Tschetschenien fast »befriedet«

Moskau hebt Ausnahmeregelungen für die Republik im Nordkaukasus auf

  • Irina Wolkowa, Moskau
  • Lesedauer: 3 Min.
Seit Donnerstag ist es amtlich, was bisher nur gemunkelt wurde: Russland erklärt die »Anti-Terror-Operation« in Tschetschenien für beendet.

Das Anti-Terror-Komitee des russischen Inlandsgeheimdienstes FSB teilte am Donnerstag mit, dass das »Anti-Terror-Regime« in Tschetschenien seit Mitternacht aufgehoben sei. Laut Medienberichten ist mit dieser Entscheidung auch der Abzug von 20 000 russischen Soldaten verbunden.

Die »Anti-Terror-Operation auf dem Gebiet der Tschetschenischen Republik« und die »Vereinigung aller Streitkräfte und Einheiten im Nordkaukasus« war im September 1999 per Dekret von Russlands damaligem Präsidenten Boris Jelzin angeordnet worden. Faktisch war das der Beginn des zweiten Tschetschenien-Kriegs, mit dem die Republik, die sich 1991 von Moskau losgesagt hatte, von russischen Truppen wieder unter das Dach der Verfassung gezwungen wurde. Der militärische Teil der Operation wurde bereits 2001 für abgeschlossen erklärt, doch verblieb Tschetschenien unter besonderer Verwaltung des Inlandsgeheimdienstes FSB.

Tschetscheniens Präsident Ram-san Kadyrow hatte Moskau mehrfach gedrängt, die Notstandsregelungen aufzuheben, denn sie schränkten die ihm zugesagte Autonomie erheblich ein. Kadyrow störte vor allem, dass der Flughafen der Hauptstadt Grosny für internationale Flüge gesperrt war. Daher gab es dort auch keine Zollstation, deren Einkünfte für die Chefs anderer Regionen eine zusätzliche Einnahmequelle sind. Um Moskau zu mehr Tempo bei der Abschaffung eines Zustands zu drängen, den er als persönliche Diskriminierung empfand, erklärte Kadyrow schon im März, das »Zentrum« werde die Ausnahmeregelungen am 31. März aufheben.

Damit brachte er Präsident Dmitri Medwedjew in Schwierigkeiten. Der nämlich bat das Anti-Terror-Komitee, das dem FSB untersteht, Kadyrows Vorschlag zu prüfen. Er handelte sich jedoch – in der jüngeren russischen Geschichte einmalig – eine mehr oder minder höflich formulierte Absage ein: Die Situation, so FSB-Chef Alexander Bortnikow, sei dafür noch nicht reif, gegenwärtig seien lediglich Lockerungen möglich.

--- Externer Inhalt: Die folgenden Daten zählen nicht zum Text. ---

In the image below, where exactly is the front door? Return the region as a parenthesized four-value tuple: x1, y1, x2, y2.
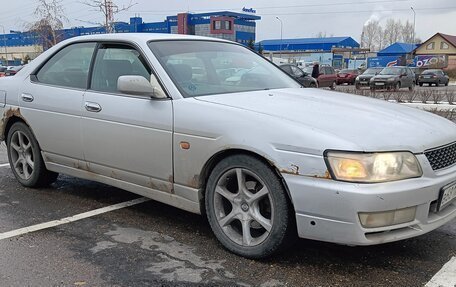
(81, 43, 173, 192)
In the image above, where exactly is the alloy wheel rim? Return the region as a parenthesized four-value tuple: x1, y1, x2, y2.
(214, 168, 274, 247)
(9, 131, 34, 180)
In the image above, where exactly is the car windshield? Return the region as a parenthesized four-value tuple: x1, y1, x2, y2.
(422, 70, 438, 74)
(149, 40, 300, 97)
(379, 67, 402, 75)
(363, 68, 382, 75)
(302, 67, 313, 74)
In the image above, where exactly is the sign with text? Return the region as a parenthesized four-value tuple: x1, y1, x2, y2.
(413, 55, 448, 69)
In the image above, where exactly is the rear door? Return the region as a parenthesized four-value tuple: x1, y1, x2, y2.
(81, 42, 174, 192)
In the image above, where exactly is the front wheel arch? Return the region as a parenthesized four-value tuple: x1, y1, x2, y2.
(198, 149, 294, 215)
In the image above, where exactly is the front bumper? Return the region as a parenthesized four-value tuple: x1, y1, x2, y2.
(282, 154, 456, 245)
(370, 81, 395, 89)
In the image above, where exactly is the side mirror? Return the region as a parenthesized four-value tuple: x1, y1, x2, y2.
(117, 75, 166, 99)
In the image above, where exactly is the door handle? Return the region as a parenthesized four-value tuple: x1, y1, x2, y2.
(84, 102, 102, 112)
(21, 93, 34, 102)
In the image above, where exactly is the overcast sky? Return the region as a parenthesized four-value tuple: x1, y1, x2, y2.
(1, 0, 455, 43)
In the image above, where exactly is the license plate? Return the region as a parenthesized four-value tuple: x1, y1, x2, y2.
(375, 82, 385, 86)
(423, 75, 431, 78)
(438, 182, 456, 211)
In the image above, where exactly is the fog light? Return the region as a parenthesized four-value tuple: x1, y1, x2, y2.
(359, 206, 416, 228)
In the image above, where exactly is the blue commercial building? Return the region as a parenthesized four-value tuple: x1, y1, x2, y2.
(0, 11, 260, 63)
(367, 42, 420, 68)
(257, 37, 360, 52)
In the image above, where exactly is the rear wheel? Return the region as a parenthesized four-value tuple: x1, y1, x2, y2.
(7, 122, 58, 187)
(205, 155, 293, 259)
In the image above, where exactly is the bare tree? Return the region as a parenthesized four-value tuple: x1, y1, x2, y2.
(27, 0, 67, 49)
(401, 20, 414, 44)
(383, 19, 403, 46)
(82, 0, 136, 33)
(361, 20, 382, 51)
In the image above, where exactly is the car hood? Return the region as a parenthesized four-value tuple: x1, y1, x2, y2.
(372, 75, 399, 80)
(195, 88, 456, 153)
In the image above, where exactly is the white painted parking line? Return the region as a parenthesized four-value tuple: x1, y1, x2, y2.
(0, 197, 150, 241)
(0, 163, 10, 168)
(426, 257, 456, 287)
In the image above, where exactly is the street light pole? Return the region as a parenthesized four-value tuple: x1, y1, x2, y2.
(411, 7, 416, 44)
(275, 17, 283, 59)
(0, 25, 8, 66)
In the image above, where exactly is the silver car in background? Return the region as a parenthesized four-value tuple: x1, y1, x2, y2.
(0, 34, 455, 259)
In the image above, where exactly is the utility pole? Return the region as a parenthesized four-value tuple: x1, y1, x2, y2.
(411, 7, 416, 44)
(275, 17, 283, 59)
(0, 25, 8, 66)
(105, 0, 115, 33)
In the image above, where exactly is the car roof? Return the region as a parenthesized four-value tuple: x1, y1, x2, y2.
(62, 33, 232, 45)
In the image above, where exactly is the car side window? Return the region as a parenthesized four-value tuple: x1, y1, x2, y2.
(291, 66, 304, 77)
(281, 65, 292, 74)
(91, 44, 151, 93)
(36, 42, 96, 89)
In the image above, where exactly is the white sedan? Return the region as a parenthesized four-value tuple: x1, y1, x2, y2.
(0, 33, 455, 258)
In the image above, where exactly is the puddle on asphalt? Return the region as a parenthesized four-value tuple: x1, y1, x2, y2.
(99, 226, 241, 285)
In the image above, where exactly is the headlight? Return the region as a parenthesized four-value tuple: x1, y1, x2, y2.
(325, 151, 422, 183)
(387, 77, 396, 81)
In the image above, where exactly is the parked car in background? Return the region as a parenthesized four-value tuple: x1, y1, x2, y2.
(355, 67, 383, 89)
(409, 67, 423, 85)
(303, 65, 337, 89)
(418, 69, 449, 86)
(336, 69, 360, 85)
(0, 66, 7, 77)
(4, 66, 24, 76)
(1, 34, 455, 259)
(370, 66, 415, 91)
(279, 64, 318, 87)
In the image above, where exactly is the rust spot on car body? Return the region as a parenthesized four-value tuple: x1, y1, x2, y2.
(188, 174, 200, 188)
(0, 107, 23, 141)
(312, 170, 332, 179)
(280, 164, 300, 175)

Es war vor allem wohl ein spektakulärer Mord, der den Geheimdienst bewog, die Aufhebung des Ausnahmezustands um zwei Wochen zu verzögern. Im Emirat Dubai war Sulim Jamadajew erschossen worden. Dieser hatte ein aus Tschetschenen bestehendes Bataillon befehligt, das schon auf Seiten Moskaus kämpfte, als die Kadyrows noch auf Seiten der Separatisten standen. Nach dem Frontenwechsel Ahmed Kadyrows – Vater und Amtsvorgänger Ramsans – entbrannte zwischen den Clans ein Kampf um Macht und Pfründe. Moskau ließ Jamadajew und dessen Brüder fallen und überließ damit Kadyrow und seinen Racheplänen das Feld.

Eben dieser Mord, so offenbar das Kalkül der FSB-Führung, stehe der offiziellen Version entgegen, wonach Tschetschenien zur Normalität zurückgefunden hat. Ganz falsch ist diese Version indes nicht: Der bewaffnete Widerstand tendiert gegen null, in den Bergen sind nach Aussagen Kadyrows höchstens noch 100 Kämpfer aktiv. Moskau hat viel Geld in den Wiederaufbau der Republik gepumpt. In Grosny, so der Kaukasus-Experte Iwan Suchow, fühle er sich nach Einbruch der Dunkelheit heute viel sicherer als anderswo im Nordkaukasus. Der seit Jahrhunderten schwelende Konflikt der Kaukasier mit dem Zentrum hat sich nämlich in die Nachbarregionen verlagert. Auch weil die von Moskau eingesetzten Provinzfürsten von der Bevölkerung nur unzureichend oder gar nicht unterstützt werden. Kenner plädieren daher dafür, die Chefs der Regionen wieder direkt wählen zu lassen. Andernfalls wäre längerfristig der Bestand der Russischen Föderation in ihren gegenwärtigen Grenzen gefährdet.